First They Laugh… Then They Buy
Earlier this year I proclaimed that 2015 would be the year Bitcoin was co-opted by legacy financial institutions. It started with investments in high profile Bitcoin firms (Coinbase, Circle etc.). Now the first bank has publicly admitted to buying Bitcoin, and is now rolling out a program that allows their clients to donate Bitcoin to charities. It only applies to charities, but this is a step in the direction of a full scale trading and storage operation.
The Wall Street moment that Bitcoiners have been dreaming about is here. Nothing happens in a vacuum. Now that Barclays has backed Bitcoin and the blockchain publically, banks will come out of woodwork announcing how they to are innovating by buying and accepting Bitcoin for certain purposes. The bear winter is nearing an end.
The zeitgeist is changing and profits are in order for savvy traders. The grand finale of summer is upon us. VC’s are all busy taking drugs in the desert, and the east coast Brahmans are finishing out the summer in the Hamptons, the Cape, or Nantucket. Come September 8th, a full on barrage of positive acceptance news will change the tide of sentiment.
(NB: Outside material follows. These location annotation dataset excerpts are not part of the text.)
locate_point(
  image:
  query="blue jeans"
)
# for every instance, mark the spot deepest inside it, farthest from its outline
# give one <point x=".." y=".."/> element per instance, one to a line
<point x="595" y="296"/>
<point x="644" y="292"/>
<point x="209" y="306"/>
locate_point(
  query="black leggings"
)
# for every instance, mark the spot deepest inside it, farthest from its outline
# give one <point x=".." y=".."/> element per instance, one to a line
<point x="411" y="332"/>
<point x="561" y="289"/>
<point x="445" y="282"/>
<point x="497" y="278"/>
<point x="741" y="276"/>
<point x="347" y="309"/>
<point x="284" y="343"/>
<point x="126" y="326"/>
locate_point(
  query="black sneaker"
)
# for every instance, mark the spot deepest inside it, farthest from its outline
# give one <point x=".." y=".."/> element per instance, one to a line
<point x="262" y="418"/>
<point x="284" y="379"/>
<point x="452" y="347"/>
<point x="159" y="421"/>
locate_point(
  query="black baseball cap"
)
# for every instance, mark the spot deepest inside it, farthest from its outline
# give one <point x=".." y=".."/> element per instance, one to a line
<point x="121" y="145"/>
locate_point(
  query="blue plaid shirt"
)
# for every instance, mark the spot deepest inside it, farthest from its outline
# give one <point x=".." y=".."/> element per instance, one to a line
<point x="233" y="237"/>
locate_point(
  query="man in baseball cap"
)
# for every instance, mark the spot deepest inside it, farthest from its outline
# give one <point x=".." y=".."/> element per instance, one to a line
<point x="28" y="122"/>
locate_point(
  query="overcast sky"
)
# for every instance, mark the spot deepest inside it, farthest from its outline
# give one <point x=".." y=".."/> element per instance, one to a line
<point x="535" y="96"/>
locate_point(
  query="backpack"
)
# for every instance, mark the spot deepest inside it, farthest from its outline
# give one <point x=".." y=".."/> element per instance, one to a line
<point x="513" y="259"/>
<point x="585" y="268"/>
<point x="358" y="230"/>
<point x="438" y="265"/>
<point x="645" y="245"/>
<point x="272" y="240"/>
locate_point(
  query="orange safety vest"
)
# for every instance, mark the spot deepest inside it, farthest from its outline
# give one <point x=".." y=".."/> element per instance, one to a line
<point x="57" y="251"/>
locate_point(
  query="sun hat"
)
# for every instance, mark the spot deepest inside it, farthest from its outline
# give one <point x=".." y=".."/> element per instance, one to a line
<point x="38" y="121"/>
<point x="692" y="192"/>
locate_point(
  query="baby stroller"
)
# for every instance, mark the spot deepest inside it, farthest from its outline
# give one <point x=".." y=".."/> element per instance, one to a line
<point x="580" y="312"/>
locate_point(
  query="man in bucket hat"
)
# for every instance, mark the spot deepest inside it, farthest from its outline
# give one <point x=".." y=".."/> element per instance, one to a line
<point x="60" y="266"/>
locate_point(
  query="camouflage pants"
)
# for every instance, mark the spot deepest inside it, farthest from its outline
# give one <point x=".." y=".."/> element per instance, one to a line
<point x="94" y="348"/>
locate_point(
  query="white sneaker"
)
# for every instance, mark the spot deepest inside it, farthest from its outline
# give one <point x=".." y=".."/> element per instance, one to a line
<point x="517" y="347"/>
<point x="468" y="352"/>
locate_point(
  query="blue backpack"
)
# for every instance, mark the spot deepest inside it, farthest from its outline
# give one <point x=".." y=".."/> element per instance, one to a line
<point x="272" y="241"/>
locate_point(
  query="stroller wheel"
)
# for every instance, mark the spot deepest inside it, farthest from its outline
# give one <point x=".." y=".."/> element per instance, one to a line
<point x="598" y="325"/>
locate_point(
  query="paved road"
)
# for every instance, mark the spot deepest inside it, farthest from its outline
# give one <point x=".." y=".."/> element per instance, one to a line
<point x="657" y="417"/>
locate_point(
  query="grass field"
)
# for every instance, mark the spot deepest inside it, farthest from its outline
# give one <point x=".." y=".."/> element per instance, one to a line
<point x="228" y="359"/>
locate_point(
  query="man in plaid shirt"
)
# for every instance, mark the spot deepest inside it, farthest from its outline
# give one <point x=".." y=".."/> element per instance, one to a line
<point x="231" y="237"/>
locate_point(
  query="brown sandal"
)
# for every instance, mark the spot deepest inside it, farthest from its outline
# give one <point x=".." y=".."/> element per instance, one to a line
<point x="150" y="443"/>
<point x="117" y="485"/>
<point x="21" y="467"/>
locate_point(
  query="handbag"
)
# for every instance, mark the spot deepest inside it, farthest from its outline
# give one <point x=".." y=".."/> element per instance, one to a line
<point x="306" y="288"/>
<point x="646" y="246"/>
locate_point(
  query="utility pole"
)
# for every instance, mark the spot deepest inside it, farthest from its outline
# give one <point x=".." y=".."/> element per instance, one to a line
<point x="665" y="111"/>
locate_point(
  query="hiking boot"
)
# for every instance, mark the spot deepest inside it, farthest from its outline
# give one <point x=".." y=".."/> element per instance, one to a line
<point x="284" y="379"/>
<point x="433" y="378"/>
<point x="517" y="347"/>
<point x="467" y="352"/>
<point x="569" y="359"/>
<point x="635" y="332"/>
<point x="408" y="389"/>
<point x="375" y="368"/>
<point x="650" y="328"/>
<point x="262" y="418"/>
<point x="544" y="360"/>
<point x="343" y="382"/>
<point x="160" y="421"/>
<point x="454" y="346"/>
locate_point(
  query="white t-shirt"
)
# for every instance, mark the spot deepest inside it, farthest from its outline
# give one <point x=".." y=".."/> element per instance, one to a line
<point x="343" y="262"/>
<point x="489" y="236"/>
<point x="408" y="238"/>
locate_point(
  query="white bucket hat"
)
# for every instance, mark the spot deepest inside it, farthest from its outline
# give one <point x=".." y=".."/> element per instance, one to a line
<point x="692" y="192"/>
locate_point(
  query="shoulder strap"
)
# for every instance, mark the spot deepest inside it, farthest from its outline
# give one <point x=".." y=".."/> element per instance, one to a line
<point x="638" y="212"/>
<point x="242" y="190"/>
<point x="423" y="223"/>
Barclays to become first UK high street bank to accept bitcoin
XBT Term Structure
XBTQ15 expired and XBTH16 was listed in the past week. The downdraft to $200 compressed basis as well. The steepest fall was for XBTZ15, which fell almost 18% points. A break out in either direction should see the curve shift upwards. On a down move, bottom feeders bid up the basis to get long exposure for the rebound. On an up move, Fomo buyers bid up basis to ride the upward momentum. Volatility is cheap at these levels especially for longer dated futures. If 30 day volatility normalises to 75%-100%, the basis will rise significantly especially for XBTH16.
Buy XBTH16 and sell XBTU15 to take advantage of a rise in longer dated basis.
XBT Spot: Margin Call
The final weeks of summer are not going quietly. Tuesday’s flash crash took Bitcoin below $200 on Bitfinex. The $162 print I will call the double bottom. While we might drift lower towards $200, I find it very unlikely it is breached again.
Cash buyers will emerge and will pick at the carcasses of leveraged longs. The $220 level was breached again, and now we hover between $215-$220. Expect another down draft to $200-$210. At these levels consider increasing leveraged long exposure to overweight and prepare for a V-shaped rally.
Buy XBTU15 with spot at $210-$220 with an upside target price of $240.